Are you training your fastText model with character data instead of word level data? If you did that then I think you’d get the desired result. But you’d probably have to preprocess the training data into a format that’s suitable for fastText.
The problem is that I do not have access to a pytorch version of fastText, so that I am able to add the whole model as an embedding layer and train it. I have only trained fastText embeddings as described in here. Is possible to use the .bin file to continue fine tuning the whole fastText model?
This might be easier if you explained with an example what you’ve done and what you haven’t done. fastText basically creates an nn.EmbeddingBag weight matrix. All the other stuff is basically lookups for the various components. Have you compiled the fastText bindings for python? If so, you can put the weight matrix into a normal nn.EmbeddingBag.
If you train your fastText model with skipgrams then your lookup will also get partial words. So if you have a skipgram of 3 then the word “there” returns [“there”, “the”, “her”, “ere”]… for unknown words, you won’t get the whole word for OOV, but you would get the components… Now if your word has no components of any words then you’d get nothing, but that’s probably not going to happen if you train on enough data and the input is reasonable (i.e. same language as your train set).
So fastText doesn’t return anything for OOV. But OOV when you have partial words would be super rare. You are saying that the word you are looking up has no 3 letter sequence that is similar to any of the words in your training set?

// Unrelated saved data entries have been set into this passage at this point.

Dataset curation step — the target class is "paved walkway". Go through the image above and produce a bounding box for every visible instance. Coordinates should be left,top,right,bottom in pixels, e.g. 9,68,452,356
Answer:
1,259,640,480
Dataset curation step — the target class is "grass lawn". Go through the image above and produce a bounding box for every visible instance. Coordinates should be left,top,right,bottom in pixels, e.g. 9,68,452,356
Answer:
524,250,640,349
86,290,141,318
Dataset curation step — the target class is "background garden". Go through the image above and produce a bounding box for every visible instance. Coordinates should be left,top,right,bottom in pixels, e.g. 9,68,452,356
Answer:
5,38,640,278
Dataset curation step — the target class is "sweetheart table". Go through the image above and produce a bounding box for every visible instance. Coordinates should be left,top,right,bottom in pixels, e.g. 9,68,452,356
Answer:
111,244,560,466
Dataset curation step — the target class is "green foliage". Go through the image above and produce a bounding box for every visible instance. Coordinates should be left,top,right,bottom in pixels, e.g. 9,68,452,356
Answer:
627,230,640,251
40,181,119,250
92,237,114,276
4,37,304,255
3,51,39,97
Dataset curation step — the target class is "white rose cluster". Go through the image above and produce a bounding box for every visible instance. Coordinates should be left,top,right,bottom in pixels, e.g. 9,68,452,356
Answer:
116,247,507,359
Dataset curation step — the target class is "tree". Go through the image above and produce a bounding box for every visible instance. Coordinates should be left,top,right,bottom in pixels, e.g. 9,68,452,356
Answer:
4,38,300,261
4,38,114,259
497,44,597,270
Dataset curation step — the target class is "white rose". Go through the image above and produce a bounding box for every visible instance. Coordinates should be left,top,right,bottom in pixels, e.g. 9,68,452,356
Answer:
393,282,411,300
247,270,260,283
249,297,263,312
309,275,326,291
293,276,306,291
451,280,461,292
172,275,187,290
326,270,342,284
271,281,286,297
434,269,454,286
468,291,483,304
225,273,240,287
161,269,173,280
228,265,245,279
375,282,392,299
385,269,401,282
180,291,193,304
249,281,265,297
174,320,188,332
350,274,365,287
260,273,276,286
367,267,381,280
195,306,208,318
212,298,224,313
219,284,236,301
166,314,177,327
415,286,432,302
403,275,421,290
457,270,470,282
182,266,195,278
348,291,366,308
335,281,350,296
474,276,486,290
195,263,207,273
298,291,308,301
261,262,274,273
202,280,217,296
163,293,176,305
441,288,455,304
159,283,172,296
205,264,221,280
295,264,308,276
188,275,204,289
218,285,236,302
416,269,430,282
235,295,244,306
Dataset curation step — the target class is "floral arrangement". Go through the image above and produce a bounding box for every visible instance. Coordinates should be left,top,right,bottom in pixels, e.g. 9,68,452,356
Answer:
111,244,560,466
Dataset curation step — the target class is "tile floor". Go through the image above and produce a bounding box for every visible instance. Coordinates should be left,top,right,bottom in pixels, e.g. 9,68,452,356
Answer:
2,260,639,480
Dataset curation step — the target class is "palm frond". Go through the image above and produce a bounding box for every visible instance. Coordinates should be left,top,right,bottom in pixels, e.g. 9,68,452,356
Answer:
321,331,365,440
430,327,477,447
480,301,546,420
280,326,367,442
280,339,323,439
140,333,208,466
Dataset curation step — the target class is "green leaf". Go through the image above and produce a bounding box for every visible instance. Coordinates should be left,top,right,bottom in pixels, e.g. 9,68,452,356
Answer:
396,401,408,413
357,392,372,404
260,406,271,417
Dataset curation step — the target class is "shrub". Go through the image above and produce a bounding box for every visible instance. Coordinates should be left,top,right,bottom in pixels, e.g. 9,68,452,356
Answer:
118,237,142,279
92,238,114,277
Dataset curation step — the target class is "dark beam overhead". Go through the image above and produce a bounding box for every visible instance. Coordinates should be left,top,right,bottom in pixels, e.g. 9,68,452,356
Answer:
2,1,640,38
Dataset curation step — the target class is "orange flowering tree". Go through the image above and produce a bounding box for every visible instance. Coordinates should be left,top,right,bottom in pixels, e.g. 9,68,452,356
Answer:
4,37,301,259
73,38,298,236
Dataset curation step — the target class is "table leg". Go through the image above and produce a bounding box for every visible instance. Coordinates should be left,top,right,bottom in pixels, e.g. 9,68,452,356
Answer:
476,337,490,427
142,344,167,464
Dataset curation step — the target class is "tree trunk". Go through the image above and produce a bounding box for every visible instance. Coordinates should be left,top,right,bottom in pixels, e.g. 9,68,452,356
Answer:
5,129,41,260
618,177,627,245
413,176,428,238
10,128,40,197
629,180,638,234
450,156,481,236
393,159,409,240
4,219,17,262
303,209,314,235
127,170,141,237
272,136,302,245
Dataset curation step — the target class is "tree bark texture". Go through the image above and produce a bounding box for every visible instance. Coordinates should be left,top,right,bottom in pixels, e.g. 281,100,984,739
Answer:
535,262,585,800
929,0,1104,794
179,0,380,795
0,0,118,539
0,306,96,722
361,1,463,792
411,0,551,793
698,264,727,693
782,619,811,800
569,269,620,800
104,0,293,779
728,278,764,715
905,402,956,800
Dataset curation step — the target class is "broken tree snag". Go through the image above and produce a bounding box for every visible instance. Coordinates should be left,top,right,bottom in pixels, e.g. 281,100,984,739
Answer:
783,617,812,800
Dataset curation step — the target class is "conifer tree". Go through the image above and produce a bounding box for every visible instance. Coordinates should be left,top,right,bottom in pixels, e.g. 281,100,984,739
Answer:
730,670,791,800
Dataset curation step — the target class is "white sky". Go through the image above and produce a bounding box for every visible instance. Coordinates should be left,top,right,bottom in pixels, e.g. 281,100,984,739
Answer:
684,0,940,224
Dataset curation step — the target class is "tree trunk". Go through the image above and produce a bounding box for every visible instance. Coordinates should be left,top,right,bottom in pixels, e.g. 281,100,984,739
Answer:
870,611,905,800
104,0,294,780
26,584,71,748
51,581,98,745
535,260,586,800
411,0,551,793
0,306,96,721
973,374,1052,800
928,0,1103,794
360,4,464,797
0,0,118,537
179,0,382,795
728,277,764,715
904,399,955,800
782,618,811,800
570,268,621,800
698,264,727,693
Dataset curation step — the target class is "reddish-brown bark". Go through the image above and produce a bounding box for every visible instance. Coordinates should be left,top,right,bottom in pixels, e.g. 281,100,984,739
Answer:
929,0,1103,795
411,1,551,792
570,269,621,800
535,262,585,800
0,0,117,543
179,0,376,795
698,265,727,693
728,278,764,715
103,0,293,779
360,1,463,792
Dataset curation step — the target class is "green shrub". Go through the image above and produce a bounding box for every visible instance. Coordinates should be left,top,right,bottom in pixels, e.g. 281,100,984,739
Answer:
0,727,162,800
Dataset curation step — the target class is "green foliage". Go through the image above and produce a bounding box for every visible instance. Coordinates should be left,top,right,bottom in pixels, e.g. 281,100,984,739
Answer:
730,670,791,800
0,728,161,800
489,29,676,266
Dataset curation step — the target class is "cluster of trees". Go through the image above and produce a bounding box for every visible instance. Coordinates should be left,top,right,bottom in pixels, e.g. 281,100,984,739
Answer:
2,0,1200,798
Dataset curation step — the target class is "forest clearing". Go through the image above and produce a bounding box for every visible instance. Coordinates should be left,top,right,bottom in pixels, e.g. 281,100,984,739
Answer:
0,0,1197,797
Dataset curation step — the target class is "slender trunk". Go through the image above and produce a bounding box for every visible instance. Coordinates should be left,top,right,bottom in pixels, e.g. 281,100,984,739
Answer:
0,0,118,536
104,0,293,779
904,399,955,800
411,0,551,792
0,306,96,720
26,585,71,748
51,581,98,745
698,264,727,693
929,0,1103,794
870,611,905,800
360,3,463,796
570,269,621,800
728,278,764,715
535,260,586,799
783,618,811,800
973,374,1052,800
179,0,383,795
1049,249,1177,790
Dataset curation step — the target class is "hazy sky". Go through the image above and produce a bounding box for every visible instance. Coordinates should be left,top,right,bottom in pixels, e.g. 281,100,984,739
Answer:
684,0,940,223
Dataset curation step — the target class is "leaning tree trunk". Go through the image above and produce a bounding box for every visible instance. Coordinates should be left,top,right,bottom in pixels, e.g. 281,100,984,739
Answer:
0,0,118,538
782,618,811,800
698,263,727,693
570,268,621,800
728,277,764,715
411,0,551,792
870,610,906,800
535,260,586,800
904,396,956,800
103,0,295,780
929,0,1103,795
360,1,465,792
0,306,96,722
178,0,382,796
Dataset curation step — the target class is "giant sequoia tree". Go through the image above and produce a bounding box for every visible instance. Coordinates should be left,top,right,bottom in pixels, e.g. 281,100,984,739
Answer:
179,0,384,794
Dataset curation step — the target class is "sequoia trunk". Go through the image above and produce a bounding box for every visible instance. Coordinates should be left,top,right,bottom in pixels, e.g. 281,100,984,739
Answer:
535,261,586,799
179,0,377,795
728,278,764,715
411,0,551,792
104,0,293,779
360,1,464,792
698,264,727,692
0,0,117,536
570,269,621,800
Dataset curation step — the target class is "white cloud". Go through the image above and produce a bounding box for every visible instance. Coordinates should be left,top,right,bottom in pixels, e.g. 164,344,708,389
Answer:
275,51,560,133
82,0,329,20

word vectors for EVERY possible word and 3 letter sequence seen in train? or word vectors for words only? If the former, then the matrix will be too big to fit in memory, if the latter, OOV words that would have a fastText representation won’t have one, since wont be saved in the self.embbag matrix, correct?
I hope I made myself clear
I think the former. But you can also prune these matrices with fastText. But having said that…
It’d be way easier for you to create a small dummy set, train a fastText model, then test it out yourself. I’ve used fastText only a handful of times, so I wouldn’t really trust my own answers.
I am almost certain that fastText does not create a “not found” token. You could do that yourself because creating an EmbeddingBag with num_emb + 1 then copy the weight matrix from fastText over the appropriately.
Ok, I think I get what you mean. But I think that you should be asking the gensim people how they find out of word vectors. Having said that. I still think that for latin-based languages, it would be almost impossible to find a word that wasn’t composed of any smaller sub-sequences from other words. And to get these subwords, you use the function get_subwords. You’ll be able to get a representation of a word that is OOV, but still contains sub-sequences from other words.